Óscar – Jugador de ruleta, póquer, tragaperras y lotería

Grupo de Rehabilitación / 20 años / Estudiante

Yo empecé a jugar a las cartas a los 16 años. Un día que gané algo más de dinero, decidí echárselo a una máquina y me tocaron 80€, con lo que me enganché desde el principio. Al poco tiempo, ya jugaba prácticamente a todo, pero mis apuestas más fuertes eran a las tragaperras y a la ruleta. También he jugado mucho al póquer y a la lotería, que no me gustaba mucho, pero al final ya hasta compraba por comprar. El dinero lo conseguía quitándoselo a mis padres, porque sabía dónde lo guardaban, y robando.

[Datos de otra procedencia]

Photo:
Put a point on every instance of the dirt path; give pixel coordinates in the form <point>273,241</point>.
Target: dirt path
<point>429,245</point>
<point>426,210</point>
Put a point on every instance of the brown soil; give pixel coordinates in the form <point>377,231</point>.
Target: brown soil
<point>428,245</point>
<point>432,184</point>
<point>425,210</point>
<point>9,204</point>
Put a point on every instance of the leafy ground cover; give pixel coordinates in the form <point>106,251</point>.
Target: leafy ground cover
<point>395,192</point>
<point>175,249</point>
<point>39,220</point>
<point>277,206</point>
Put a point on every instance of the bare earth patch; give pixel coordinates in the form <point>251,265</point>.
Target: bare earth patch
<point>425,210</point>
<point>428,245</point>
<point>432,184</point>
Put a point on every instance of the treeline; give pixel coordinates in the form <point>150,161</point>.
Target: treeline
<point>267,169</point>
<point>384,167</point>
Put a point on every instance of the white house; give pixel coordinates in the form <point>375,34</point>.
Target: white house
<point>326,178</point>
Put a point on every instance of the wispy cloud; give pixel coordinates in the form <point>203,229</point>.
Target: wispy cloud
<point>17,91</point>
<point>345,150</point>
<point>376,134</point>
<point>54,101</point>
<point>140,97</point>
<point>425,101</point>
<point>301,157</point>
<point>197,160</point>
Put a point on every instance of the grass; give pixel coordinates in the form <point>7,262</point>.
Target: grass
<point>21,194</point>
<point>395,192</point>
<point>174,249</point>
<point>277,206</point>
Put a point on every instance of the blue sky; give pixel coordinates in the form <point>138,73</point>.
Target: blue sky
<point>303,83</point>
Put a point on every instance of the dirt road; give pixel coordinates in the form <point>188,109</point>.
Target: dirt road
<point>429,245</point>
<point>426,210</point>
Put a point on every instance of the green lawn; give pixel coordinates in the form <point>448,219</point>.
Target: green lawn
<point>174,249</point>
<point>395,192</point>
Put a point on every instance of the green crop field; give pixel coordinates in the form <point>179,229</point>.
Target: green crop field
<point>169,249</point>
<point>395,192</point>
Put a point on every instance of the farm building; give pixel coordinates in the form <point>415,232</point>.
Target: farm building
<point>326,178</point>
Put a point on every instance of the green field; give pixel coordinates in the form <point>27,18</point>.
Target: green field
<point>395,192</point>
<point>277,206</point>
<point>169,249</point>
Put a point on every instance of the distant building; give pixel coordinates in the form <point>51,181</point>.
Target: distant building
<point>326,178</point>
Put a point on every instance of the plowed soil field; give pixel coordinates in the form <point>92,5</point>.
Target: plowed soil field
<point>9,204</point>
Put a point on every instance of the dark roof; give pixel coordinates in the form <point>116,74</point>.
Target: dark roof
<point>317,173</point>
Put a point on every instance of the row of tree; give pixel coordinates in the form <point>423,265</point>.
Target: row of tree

Llegaba a los bares y jugaba, nadie me decía nada aun siendo menor. También iba a los salones de juego a jugar a la ruleta y nunca me han pedido el DNI ni me han preguntado la edad. Veo todos los días a chicos como yo, e incluso más pequeños, jugando a las tragaperras. En los bares no les dicen nada, mientras consumas a ellos les da igual. Me parece muy mal que no haya un control para prohibir la entrada a menores, tanto en bares como en salones o casinos.

He generado muchas deudas, me he podido jugar como para comprarme una casa: unos 60.000 euros aproximadamente en 4 años; y no podía jugar todos los días porque no todos los días había dinero. El día que más me gasté fue en un casino de Málaga que me jugué unos 7.000 euros en 8 horas y media. Ese día me quedé sin dinero para volver a mi casa y tuve que robar para poder volver. A partir de ahí, me di cuenta que tenía un problema. Tenía multas, juicios y mi familia estaba destrozada.

Cuando mis padres se dieron cuenta de que gastaba mucho dinero, comencé por decirles que me lo gastaba en el McDonald´s o en compras, pero las cantidades iban creciendo hasta los 1000 o 2000 euros, y ellos empezaron a pensar que me lo estaba gastando en drogas y que tenía un problema. En ese momento, yo prefería que pensaran que me lo gastaba en drogas que en el juego. Me hicieron una prueba de consumo de sustancias y, cuando salió negativo, les tuve que contar la verdad y decirles que me estaba gastando el dinero en las tragaperras y en los casinos.

Sin embargo, he tenido el apoyo de mi familia desde que comencé mi tratamiento en AGRAJER y me lo he tomado en serio desde el principio, porque mi madre me dijo que si no cambiaba me echaban de casa. En mi caso, ha sido muy importante el apoyo de la familia, para mí hubiera sido más difícil si hubiese venido solo. Desde que llegué a la asociación, he llevado las recomendaciones a rajatabla y esto ha sido lo que me ha ayudado. Ahora mismo me he independizado, vivo con mi novia y sigo las pautas yo solo. Tengo mi hoja de 24 horas sin jugar en mi armario y la veo cada vez que lo abro, al igual que las recomendaciones que tengo en mi mesita de noche.

Ahora no me reconozco cuando pienso en cómo era antes. Yo estudiaba antes de comenzar con los problemas de juego, tenía mis amigos, a mi familia, jugaba mucho al fútbol… y, cuando empecé a jugar, los amigos que tenía eran por interés, ya que muchas veces les daba dinero para que jugaran ellos también y les invitaba. Otras veces me iba solo a jugar porque me daba vergüenza y me ponía nervioso que me miraran. Ahora también he cambiado de grupo de amistades.

AGRAJER me ha ayudado a volver a mi vida de antes, a ser como yo era. He aprendido a valorar el dinero, y lo más importante es que me ha devuelto a mis padres y a mi hermana, porque yo sabía que los perdía.